Jim Jones <jim.jones@uni-muenster.de> writes:
> On 29.07.25 14:11, Tom Lane wrote:
>> In the original coding, there was a hazard of the node list getting
>> leaked if the caller passed parsed_nodes == NULL. Or at least I
>> thought there was. It may be that all releases of libxml2 are smart
>> enough to free the node list if there's no way to pass it back,
>> but I guess we had reason not to trust it. Possibly there's something
>> about that in the discussion that led up to 6082b3d5d, though I see
>> I neglected to mention it in the commit message.
> I see.. thanks for explaining.
Re-reading the prior thread, I see that my memory above is quite
faulty: we added the node_list intermediate variable as a way to
detect errors when the return code from xmlParseBalancedChunkMemory
couldn't be trusted. So I think you're right to question whether we
still need it.

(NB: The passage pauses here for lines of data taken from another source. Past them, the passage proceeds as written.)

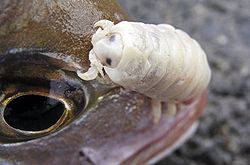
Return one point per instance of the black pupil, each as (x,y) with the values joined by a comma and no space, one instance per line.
(108,61)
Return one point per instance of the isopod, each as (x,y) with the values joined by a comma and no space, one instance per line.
(158,61)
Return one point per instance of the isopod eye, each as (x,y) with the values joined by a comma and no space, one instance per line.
(109,50)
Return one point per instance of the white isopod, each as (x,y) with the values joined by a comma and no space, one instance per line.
(158,61)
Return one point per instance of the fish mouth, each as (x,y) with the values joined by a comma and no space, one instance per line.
(39,94)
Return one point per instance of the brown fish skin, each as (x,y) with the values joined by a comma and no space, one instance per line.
(60,26)
(113,126)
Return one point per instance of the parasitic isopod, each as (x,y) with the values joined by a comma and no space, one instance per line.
(159,61)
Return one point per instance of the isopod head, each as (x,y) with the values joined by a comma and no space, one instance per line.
(114,53)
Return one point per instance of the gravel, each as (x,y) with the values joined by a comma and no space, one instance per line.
(223,29)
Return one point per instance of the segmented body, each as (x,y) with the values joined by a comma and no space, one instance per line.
(157,60)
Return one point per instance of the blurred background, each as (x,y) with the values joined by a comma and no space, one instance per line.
(223,29)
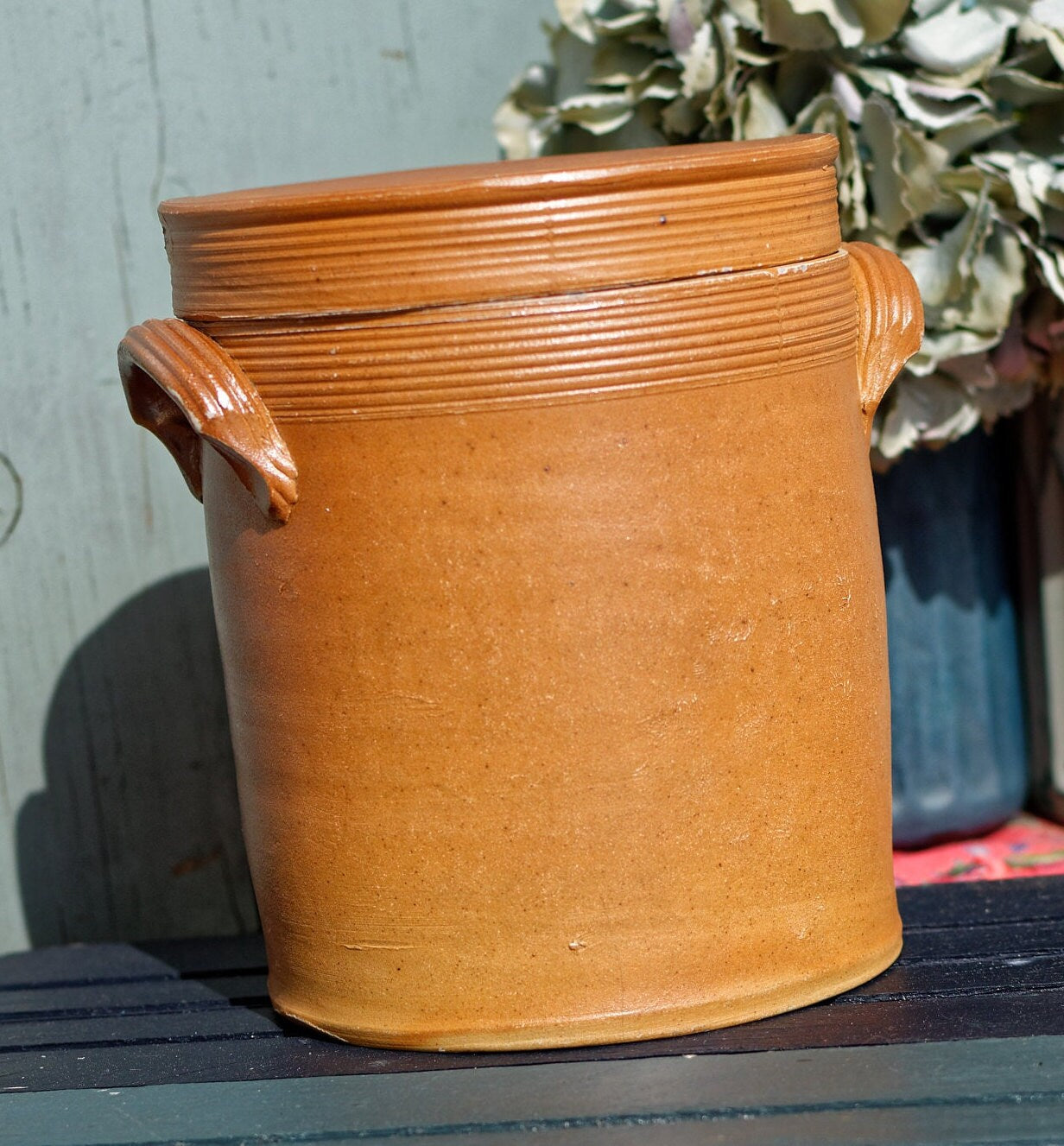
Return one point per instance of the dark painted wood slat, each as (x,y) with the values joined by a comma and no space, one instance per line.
(966,977)
(214,956)
(158,1026)
(979,1091)
(98,1001)
(233,1052)
(955,981)
(1040,936)
(963,904)
(80,963)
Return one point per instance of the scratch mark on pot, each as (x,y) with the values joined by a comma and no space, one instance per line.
(10,498)
(380,947)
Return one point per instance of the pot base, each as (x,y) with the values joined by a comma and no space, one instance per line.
(622,1027)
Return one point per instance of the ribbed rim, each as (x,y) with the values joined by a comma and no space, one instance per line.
(577,347)
(500,231)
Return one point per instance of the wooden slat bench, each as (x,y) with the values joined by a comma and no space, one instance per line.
(961,1041)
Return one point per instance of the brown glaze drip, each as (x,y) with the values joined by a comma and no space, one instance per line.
(187,391)
(890,321)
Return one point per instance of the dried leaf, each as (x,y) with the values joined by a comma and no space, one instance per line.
(902,168)
(757,114)
(960,38)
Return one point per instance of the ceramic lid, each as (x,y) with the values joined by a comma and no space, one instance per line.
(500,231)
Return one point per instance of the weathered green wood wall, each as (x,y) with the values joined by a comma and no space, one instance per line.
(117,813)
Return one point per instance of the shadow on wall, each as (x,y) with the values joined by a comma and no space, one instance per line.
(136,834)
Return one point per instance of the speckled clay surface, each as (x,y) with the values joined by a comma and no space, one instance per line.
(548,585)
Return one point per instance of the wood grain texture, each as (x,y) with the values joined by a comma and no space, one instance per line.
(198,1011)
(952,1048)
(117,812)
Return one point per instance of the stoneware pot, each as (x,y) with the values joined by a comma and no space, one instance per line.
(545,563)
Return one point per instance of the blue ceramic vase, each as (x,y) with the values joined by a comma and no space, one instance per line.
(956,693)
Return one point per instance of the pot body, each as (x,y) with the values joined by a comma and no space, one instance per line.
(560,700)
(566,721)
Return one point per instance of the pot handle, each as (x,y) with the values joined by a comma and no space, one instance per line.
(187,391)
(890,321)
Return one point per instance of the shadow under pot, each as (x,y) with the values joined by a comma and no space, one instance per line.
(543,554)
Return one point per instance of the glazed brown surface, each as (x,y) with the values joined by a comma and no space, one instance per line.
(501,231)
(560,700)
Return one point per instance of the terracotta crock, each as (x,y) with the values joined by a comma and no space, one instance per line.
(549,594)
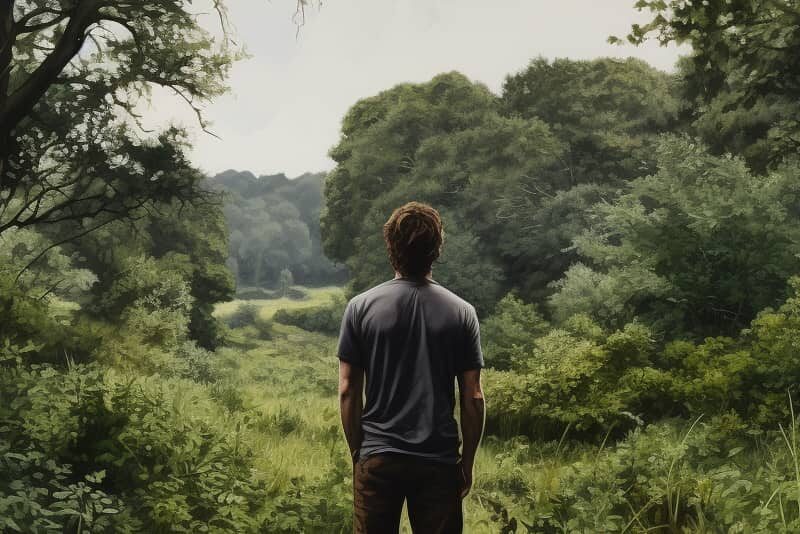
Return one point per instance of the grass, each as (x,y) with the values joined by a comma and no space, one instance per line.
(268,307)
(290,381)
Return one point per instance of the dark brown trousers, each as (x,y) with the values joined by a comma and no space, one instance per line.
(382,481)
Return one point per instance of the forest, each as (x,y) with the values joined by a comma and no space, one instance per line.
(630,239)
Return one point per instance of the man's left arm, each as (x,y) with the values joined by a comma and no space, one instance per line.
(351,403)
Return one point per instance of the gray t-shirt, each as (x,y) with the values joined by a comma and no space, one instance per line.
(412,337)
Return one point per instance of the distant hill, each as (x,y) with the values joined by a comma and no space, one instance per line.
(274,225)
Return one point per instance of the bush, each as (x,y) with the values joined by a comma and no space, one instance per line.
(123,456)
(581,378)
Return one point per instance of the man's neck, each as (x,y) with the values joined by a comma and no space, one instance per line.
(428,276)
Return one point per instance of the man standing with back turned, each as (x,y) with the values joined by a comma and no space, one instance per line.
(412,339)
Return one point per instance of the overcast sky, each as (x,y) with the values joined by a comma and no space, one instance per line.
(287,101)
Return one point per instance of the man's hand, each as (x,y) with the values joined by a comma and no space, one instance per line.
(351,404)
(473,418)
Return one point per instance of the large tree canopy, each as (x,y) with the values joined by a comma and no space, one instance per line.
(514,174)
(742,74)
(71,77)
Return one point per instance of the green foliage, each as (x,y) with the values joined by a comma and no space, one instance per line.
(84,447)
(322,507)
(741,77)
(699,247)
(583,379)
(513,327)
(246,314)
(274,224)
(607,111)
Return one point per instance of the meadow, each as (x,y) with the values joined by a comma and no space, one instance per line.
(289,382)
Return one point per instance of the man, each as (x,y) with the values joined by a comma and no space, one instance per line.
(411,338)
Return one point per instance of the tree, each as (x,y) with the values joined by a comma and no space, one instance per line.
(743,67)
(71,76)
(699,247)
(607,112)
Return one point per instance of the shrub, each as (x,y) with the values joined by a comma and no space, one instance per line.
(122,456)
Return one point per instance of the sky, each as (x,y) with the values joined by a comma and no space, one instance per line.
(287,99)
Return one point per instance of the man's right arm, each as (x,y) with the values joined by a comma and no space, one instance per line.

I tried reverting to just passing parsed_nodes, and
I don't see any leak in either the normal or error paths --- so at
least with the quite-old version of libxml2 I'm testing, there is no
such bug.
> I went through the discussions and the libxml2 issue, and I also think
> it is prudent to keep it like that :)
I've got mixed feelings about it now. I think the $64 question
is whether there are any cases in which xmlParseBalancedChunkMemory
thinks things are fine (and returns a node list) but then we conclude
there's an error, perhaps as a consequence of xmlerrcxt->err_occurred
having become set earlier. That's a little bit of a stretch.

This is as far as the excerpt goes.